Curiosity was one stimulus to which Máximo responded quickly, and a good example can be traced back to the reason he started to analyze phosphenes. It had been reported by the workers of an electrical energy company that, when performing repairs or maintenance close to very-high-voltage lines or transformers, they would see colored changing images followed by dizziness that forced them to stop their task for a while. Somehow, this fact reached him, and he rightly suspected that there would be a variable electromagnetic field action, which, in the end, would be fully innocuous. He searched the available bibliography, finding a few antecedents that gave him a lead, and, by applying basic physical laws, he produced an acceptable explanation (Figure 14).

FIGURE 14: The first page of the paper published by Máximo II in The American Journal of Medical Electronics in 1962. This journal was later discontinued.
FIGURE 14: The first page of the paper published by Máximo II in The American Journal of Medical Electronics in 1962. This journal was later discontinued.

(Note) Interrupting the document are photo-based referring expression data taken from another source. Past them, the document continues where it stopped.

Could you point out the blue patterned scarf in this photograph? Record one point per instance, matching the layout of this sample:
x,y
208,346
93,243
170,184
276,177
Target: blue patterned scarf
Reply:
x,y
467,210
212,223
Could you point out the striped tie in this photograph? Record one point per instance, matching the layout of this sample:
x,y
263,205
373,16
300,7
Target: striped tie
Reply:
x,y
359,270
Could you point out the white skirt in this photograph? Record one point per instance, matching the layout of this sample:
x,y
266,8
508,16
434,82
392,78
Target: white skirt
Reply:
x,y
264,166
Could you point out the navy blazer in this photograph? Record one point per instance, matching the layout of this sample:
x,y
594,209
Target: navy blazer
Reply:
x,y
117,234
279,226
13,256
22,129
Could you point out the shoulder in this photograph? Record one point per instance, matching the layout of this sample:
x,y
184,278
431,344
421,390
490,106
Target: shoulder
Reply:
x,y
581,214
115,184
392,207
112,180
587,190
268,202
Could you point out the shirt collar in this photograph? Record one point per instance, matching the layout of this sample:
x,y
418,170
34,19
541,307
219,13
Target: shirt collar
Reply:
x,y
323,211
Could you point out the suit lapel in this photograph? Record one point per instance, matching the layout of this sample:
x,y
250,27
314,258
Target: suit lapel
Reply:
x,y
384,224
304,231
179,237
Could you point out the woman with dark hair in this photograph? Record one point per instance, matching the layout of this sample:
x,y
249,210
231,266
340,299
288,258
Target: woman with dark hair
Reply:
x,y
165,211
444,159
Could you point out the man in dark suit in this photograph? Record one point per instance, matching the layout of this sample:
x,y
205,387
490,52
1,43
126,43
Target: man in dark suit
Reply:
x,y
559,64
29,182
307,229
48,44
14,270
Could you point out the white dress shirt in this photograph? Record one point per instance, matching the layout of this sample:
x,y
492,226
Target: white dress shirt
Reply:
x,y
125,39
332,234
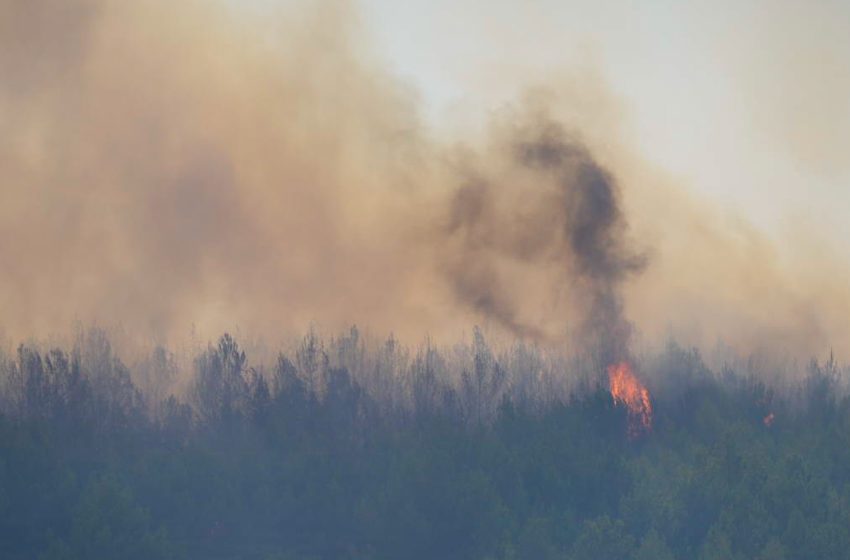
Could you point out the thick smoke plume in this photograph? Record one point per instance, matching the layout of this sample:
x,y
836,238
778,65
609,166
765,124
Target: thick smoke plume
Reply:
x,y
565,212
168,165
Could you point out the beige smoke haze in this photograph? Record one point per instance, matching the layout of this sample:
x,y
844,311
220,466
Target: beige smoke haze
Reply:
x,y
163,165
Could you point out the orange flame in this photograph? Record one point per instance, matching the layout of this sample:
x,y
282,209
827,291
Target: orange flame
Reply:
x,y
627,390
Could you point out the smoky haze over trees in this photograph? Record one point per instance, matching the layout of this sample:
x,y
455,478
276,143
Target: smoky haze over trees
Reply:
x,y
166,164
173,164
351,448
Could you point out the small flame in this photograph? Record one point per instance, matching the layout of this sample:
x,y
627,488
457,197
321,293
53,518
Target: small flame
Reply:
x,y
627,390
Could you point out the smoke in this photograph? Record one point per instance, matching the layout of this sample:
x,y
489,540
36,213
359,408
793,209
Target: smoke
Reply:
x,y
165,165
564,213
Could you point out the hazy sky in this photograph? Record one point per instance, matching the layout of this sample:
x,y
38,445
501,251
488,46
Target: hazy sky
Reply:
x,y
746,101
420,166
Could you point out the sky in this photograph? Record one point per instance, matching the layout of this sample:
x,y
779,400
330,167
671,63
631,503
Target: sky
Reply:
x,y
745,102
268,165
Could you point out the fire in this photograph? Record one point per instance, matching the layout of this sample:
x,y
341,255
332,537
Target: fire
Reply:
x,y
627,390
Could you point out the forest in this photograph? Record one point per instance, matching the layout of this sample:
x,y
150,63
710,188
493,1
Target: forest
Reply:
x,y
348,449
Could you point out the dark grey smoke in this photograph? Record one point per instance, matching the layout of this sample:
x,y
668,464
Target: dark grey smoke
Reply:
x,y
576,220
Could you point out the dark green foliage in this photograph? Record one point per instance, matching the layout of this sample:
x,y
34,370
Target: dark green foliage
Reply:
x,y
337,453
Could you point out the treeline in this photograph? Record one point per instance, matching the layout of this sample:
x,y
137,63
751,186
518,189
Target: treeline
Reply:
x,y
343,449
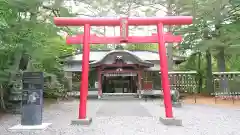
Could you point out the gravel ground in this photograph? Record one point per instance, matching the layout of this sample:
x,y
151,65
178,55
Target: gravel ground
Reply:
x,y
132,117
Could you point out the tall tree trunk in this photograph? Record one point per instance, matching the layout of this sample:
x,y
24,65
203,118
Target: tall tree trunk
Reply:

Culture at large, not only in science, but arts, music (he played violin), philosophy and religions, theosophy and homeopathy (which he specialized in for a short time; after studying it for one year, he practiced with a colleague but soon withdrew from it, becoming deeply troubled by its many drawbacks and lack of scientific background, often plagued with sad results) were fields in which more or less deeply he delved in, always constructively and with interest, stimulating others around him. During the late 1940s or early 1950s he created with a very small group of young collaborators (Antonio Frumento, Ricardo H. Pichel, and others) the Sociedad Argentina de Biofísica. It did not last long, however, barely a couple of years, and, unfortunately, the attempt has been forgotten as the original document was lost.

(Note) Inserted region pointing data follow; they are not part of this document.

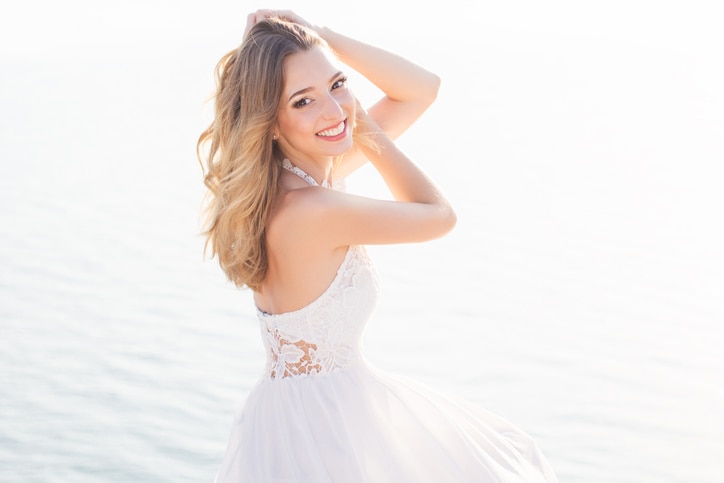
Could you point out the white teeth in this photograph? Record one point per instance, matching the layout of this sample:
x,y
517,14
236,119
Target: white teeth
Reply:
x,y
332,132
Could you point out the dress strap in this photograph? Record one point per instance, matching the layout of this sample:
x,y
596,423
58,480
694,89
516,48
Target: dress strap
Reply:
x,y
286,164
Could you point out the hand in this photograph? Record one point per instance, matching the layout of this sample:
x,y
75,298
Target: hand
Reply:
x,y
287,15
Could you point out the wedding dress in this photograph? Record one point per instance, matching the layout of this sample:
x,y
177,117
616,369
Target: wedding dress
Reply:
x,y
321,414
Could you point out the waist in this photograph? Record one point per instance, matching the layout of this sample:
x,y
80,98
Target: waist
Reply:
x,y
304,359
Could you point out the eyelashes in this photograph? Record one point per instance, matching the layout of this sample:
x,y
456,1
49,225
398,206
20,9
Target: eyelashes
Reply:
x,y
305,101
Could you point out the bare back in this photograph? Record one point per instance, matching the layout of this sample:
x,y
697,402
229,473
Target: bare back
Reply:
x,y
301,266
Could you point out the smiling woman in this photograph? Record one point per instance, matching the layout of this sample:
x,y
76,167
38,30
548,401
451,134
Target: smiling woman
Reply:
x,y
287,130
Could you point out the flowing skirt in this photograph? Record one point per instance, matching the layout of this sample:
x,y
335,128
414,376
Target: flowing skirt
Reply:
x,y
360,425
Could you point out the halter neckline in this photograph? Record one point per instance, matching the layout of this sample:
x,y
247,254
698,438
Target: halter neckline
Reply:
x,y
286,164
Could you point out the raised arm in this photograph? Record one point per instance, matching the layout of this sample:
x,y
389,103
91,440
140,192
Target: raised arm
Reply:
x,y
408,88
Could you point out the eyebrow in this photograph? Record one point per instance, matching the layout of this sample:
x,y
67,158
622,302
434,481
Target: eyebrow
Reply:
x,y
307,89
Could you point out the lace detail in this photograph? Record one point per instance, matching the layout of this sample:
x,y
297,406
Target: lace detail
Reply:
x,y
324,336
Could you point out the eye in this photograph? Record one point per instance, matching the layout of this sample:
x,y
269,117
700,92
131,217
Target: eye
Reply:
x,y
339,83
302,102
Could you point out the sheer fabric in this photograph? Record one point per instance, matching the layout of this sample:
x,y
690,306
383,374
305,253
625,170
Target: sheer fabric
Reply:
x,y
321,413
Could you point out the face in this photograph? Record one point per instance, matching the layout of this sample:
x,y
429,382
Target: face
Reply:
x,y
316,112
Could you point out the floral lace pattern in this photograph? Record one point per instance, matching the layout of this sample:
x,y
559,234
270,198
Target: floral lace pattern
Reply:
x,y
325,335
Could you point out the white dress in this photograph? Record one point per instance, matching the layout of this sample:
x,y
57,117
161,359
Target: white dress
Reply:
x,y
321,414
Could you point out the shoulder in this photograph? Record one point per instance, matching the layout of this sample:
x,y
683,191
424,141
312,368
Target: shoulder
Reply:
x,y
299,212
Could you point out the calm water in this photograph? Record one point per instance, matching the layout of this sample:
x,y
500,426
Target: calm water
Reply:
x,y
580,296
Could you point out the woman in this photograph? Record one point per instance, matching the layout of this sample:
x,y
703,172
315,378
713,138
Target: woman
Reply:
x,y
287,130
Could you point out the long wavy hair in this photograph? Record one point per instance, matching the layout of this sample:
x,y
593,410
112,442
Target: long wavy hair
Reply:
x,y
243,161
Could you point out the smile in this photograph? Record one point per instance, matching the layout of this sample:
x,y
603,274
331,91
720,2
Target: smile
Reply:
x,y
334,131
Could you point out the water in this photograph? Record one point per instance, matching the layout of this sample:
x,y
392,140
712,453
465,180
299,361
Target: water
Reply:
x,y
580,296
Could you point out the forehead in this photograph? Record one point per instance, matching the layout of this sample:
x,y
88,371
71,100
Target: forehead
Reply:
x,y
309,68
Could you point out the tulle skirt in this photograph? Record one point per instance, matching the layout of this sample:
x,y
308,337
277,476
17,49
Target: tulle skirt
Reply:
x,y
360,425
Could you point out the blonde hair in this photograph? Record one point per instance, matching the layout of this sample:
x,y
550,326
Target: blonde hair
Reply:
x,y
243,162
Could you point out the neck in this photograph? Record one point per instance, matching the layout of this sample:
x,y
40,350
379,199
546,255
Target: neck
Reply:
x,y
320,171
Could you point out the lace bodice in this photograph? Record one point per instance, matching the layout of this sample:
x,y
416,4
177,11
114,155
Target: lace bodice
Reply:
x,y
325,335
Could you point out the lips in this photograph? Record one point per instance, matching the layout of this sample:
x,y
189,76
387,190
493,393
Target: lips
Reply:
x,y
333,131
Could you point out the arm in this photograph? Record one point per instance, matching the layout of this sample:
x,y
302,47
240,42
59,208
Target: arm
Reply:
x,y
334,219
408,88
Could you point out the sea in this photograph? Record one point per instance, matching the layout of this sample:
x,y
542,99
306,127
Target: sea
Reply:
x,y
581,295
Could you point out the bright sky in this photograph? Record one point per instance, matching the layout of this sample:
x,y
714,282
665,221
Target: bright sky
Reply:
x,y
53,28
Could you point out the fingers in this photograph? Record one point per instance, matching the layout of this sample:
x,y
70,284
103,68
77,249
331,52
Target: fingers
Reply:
x,y
287,15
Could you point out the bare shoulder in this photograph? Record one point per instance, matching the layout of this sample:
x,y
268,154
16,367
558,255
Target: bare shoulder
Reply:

Discussion and Conclusions

The importance of good teachers in elementary and high school is clearly demonstrated in Máximo’s success as well as the outstanding relevance of free public schools along with mandatory education up to the second level, if possible. Máximo appears as an example in which there was no previous family scientific influence. The material in my hands is more than enough for a full book, which is simply beyond my possibilities, at least for the time being. Máximo was characterized by a strong personality, sincerity and honesty, dedication to science and culture, and generosity and kindness, always away from the world noise and its ambitions. This note seems to rediscover my father, who amazingly still teaches me, at age 81, through his letters and manuscripts [32].

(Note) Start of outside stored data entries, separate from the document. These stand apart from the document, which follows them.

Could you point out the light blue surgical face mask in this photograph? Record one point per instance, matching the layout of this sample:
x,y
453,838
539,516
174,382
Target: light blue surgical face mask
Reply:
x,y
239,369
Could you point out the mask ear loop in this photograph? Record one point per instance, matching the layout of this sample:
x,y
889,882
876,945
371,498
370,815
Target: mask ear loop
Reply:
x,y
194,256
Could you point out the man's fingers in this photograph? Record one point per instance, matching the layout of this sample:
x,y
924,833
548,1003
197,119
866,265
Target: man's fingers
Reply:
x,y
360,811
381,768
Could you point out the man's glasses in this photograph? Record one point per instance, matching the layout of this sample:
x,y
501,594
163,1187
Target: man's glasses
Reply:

He was a humanist in capital letters, endorsed the concept of the republic of the world, and loved his native country, where he obtained regretfully little recognition, if any at all. He carried out theory, experimentation, and design and construction of equipment; he had excellent training in both the biological and physical sciences, and, most important of all, strong motivation and drive, and, on top of that, a tremendous scientific sense of ethics. Without a doubt, Máximo Valentinuzzi was a true scientist, humble and distant from honors, power, and glories. What else is needed? Doesn’t all this qualify him as a very early, if not the first, Latin American biomathematician, biophysicist, and bioengineer? Yes, as an old-timer acting like a child trying to mimic a Texan drawl, I can proudly say, “that was ma’ Dad!”